To investigate whether histaminergic neurons influence the activity of cholinergic neurons, the ventral striatum was superfused through a push-pull cannula and the release of endogenous acetylcholine was determined in the superfusate. Local inhibition of histamine synthesis by superfusion with alpha-fluoromethylhistidine (FMH) gradually decreased the release rate of acetylcholine. Superfusion with histamine increased the release of acetylcholine. The releasing effect of histamine was greatly inhibited when the striatum was simultaneously superfused with the D2/D3 agonist quinpirole and the D1 antagonist (+/-)-7-bromo-1-(fluoresceinylthioureido)phenyl-8-hydroxy-3-methyl -2,3,4,5-tetrahydro-1H-3-benzapine (SKF 83566). The effect of histamine on acetylcholine release was abolished by the GABA(A) receptor antagonist bicuculline. Superfusion with the H3 receptor agonists imetit or immepip increased acetylcholine release rate in the striatum. The releasing effects of the two H3 agonists were FMH resistant, while superfusion with quinpirole and SKF 83566 abolished the H3 receptor agonist-induced acetylcholine release. Superfusion with the H3 receptor antagonist thioperamide enhanced acetylcholine release rate. The releasing effect of thioperamide was abolished after inhibition of histamine synthesis by FMH. The release of acetylcholine by thioperamide was also abolished on simultaneous superfusion with quinpirole and SKF 83566. The findings show that, in the striatum, the activity of cholinergic neurons is permanently modulated by neighbouring histaminergic nerve terminals and axons. The release of acetylcholine is also permanently inhibited by neighbouring GABAergic neurons. The enhanced release of acetylcholine by the H3 receptor agonists imetit and immepip is due to stimulation of H3 heteroreceptors, while the increase of acetylcholine release by the H3 receptor antagonist thioperamide is elicited via blockade of H3 autoreceptors. Histamine released from histaminergic nerve terminals increases the release of acetylcholine in part by inhibition of dopamine release which, in turn, decreases GABAergic transmission. A dopamine-independent way seems also to be involved in the histamine-evoked acetylcholine release.

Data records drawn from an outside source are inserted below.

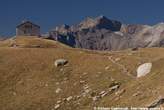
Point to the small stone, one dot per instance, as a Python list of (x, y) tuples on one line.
[(60, 62), (136, 94), (57, 83), (82, 82), (46, 85), (144, 69), (117, 59), (134, 49), (114, 87), (58, 90), (95, 98), (85, 73), (69, 98), (56, 106), (107, 68), (14, 93), (58, 102), (102, 92), (120, 92)]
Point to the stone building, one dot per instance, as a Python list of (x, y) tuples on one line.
[(27, 28)]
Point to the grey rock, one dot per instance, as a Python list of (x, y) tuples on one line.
[(156, 103), (60, 62)]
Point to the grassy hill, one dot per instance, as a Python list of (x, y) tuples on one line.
[(29, 79)]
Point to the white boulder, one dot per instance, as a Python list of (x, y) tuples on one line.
[(144, 69)]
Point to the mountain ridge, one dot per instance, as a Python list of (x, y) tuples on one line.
[(101, 33)]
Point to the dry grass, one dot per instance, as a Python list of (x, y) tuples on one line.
[(28, 77)]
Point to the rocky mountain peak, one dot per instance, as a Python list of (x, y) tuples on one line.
[(100, 22), (63, 28)]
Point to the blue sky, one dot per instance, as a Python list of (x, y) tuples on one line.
[(50, 13)]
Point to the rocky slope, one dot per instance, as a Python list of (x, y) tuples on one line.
[(102, 33), (39, 74)]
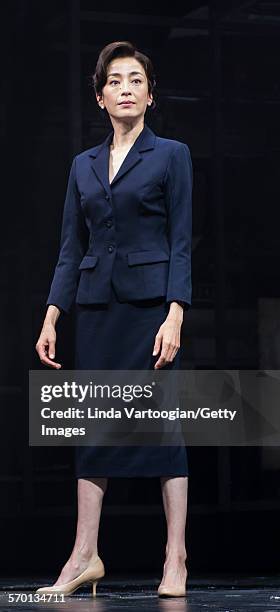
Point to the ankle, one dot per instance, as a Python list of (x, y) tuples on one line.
[(179, 555), (83, 554)]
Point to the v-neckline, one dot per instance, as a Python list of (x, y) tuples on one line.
[(109, 151), (110, 182)]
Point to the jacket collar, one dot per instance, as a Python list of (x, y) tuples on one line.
[(100, 156)]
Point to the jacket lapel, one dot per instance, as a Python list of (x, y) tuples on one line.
[(100, 157)]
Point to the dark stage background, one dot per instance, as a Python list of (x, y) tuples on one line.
[(217, 68)]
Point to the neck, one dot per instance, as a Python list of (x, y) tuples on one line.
[(126, 134)]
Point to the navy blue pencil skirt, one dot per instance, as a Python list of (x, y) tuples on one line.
[(120, 336)]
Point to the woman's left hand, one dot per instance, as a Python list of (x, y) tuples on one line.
[(168, 336)]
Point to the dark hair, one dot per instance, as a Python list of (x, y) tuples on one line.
[(122, 48)]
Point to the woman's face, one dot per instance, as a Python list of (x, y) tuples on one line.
[(126, 82)]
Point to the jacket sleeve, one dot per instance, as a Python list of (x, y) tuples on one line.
[(178, 184), (73, 244)]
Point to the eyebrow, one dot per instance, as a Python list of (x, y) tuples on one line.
[(118, 74)]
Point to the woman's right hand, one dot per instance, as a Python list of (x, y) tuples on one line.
[(45, 346)]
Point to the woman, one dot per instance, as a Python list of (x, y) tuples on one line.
[(125, 261)]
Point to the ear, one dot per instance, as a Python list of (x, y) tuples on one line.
[(100, 101)]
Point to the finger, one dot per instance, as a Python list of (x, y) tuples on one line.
[(42, 349), (51, 351), (157, 345)]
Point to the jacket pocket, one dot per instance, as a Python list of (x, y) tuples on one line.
[(88, 261), (142, 257)]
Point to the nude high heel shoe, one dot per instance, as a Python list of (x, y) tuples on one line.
[(92, 573)]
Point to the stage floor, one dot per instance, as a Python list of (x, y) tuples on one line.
[(122, 592)]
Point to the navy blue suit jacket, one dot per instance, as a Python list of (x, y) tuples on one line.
[(134, 232)]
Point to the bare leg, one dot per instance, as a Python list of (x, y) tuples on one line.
[(175, 495), (90, 498)]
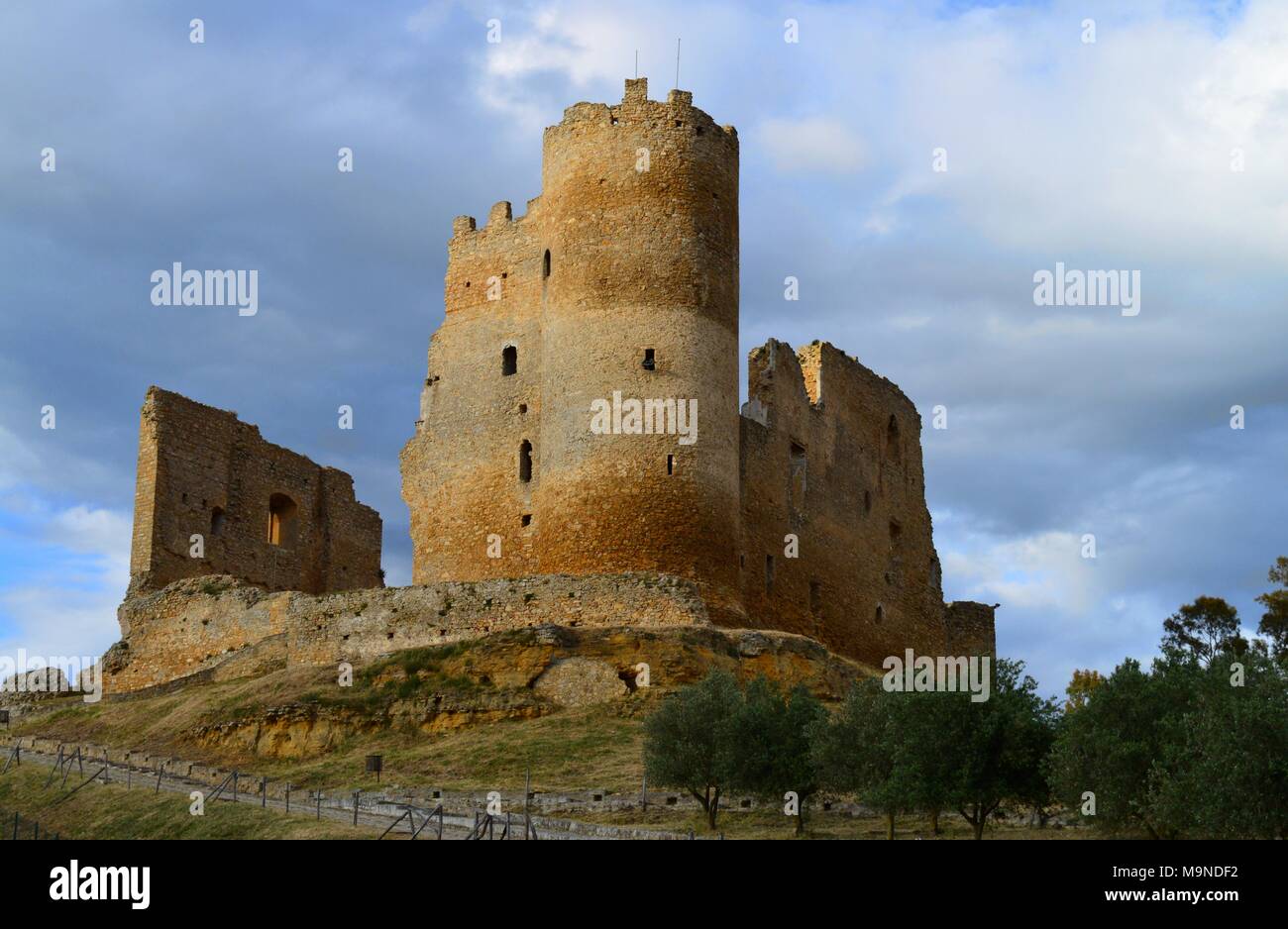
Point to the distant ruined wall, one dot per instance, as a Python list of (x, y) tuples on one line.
[(194, 624), (266, 514), (606, 263), (831, 453), (970, 628)]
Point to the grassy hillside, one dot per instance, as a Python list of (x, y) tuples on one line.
[(110, 811)]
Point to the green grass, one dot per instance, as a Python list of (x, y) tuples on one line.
[(108, 811)]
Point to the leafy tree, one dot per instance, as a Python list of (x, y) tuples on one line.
[(1081, 687), (771, 744), (926, 751), (997, 745), (688, 741), (1202, 629), (858, 752), (1112, 745), (1274, 622), (1223, 770)]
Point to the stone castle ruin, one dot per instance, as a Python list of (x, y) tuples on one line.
[(617, 291)]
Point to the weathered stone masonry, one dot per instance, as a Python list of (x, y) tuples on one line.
[(803, 512), (265, 514), (625, 280)]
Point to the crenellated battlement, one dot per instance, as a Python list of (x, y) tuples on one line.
[(622, 279)]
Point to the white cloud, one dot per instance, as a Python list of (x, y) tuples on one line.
[(69, 607), (812, 145)]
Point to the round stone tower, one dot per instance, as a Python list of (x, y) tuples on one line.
[(639, 305)]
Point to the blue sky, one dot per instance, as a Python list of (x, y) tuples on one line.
[(1063, 421)]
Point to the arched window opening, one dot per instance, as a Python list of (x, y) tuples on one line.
[(526, 461), (281, 520)]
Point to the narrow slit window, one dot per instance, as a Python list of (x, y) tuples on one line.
[(281, 520), (893, 444), (526, 461)]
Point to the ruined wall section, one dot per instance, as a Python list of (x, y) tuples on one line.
[(831, 452), (204, 471), (631, 248), (462, 468), (970, 628), (204, 623)]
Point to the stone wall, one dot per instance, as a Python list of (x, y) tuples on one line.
[(265, 514), (832, 455), (970, 628), (196, 624)]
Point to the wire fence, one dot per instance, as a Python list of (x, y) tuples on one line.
[(14, 825)]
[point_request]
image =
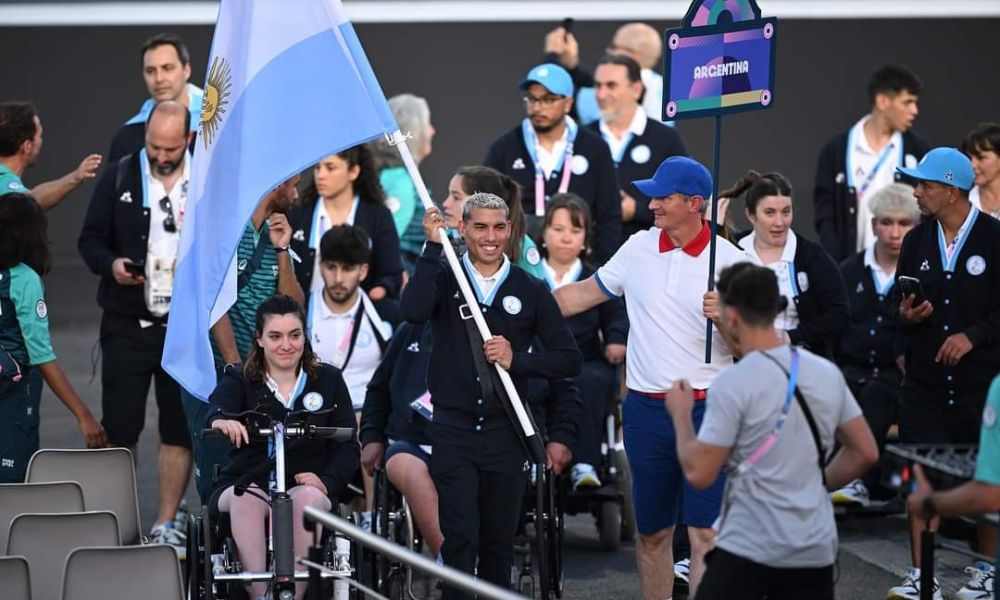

为研究组胺能神经元是否影响胆碱能神经元的活性,通过推挽式套管对腹侧纹状体进行灌流,并测定灌流液中内源性乙酰胆碱的释放量。用α-氟甲基组胺(FMH)灌流局部抑制组胺合成,可使乙酰胆碱的释放速率逐渐降低。用组胺灌流可增加乙酰胆碱的释放。当纹状体同时用D2/D3激动剂喹吡罗和D1拮抗剂(±)-7-溴-1-(荧光素硫脲基)苯基-8-羟基-3-甲基-2,3,4,5-四氢-1H-3-苯并氮杂卓(SKF 83566)灌流时,组胺的释放作用受到极大抑制。GABA(A)受体拮抗剂荷包牡丹碱可消除组胺对乙酰胆碱释放的作用。用H3受体激动剂碘美替或咪哌灌流可增加纹状体中乙酰胆碱的释放速率。两种H3激动剂的释放作用对FMH具有抗性,而用喹吡罗和SKF 83566灌流可消除H3受体激动剂诱导的乙酰胆碱释放。用H3受体拮抗剂硫代哌啶灌流可提高乙酰胆碱的释放速率。FMH抑制组胺合成后,硫代哌啶的释放作用消失。同时用喹吡罗和SKF 83566灌流时,硫代哌啶对乙酰胆碱的释放作用也消失。研究结果表明,在纹状体中,胆碱能神经元的活性受到相邻组胺能神经末梢和轴突的持续调节。相邻的GABA能神经元也可持续抑制乙酰胆碱的释放。H3受体激动剂碘美替和咪哌增强乙酰胆碱释放是由于刺激了H3异受体,而H3受体拮抗剂硫代哌啶增加乙酰胆碱释放是通过阻断H3自身受体引起的。组胺能神经末梢释放的组胺部分通过抑制多巴胺释放来增加乙酰胆碱的释放,而多巴胺释放的减少又会降低GABA能传递。组胺诱发的乙酰胆碱释放似乎还涉及一条不依赖多巴胺的途径。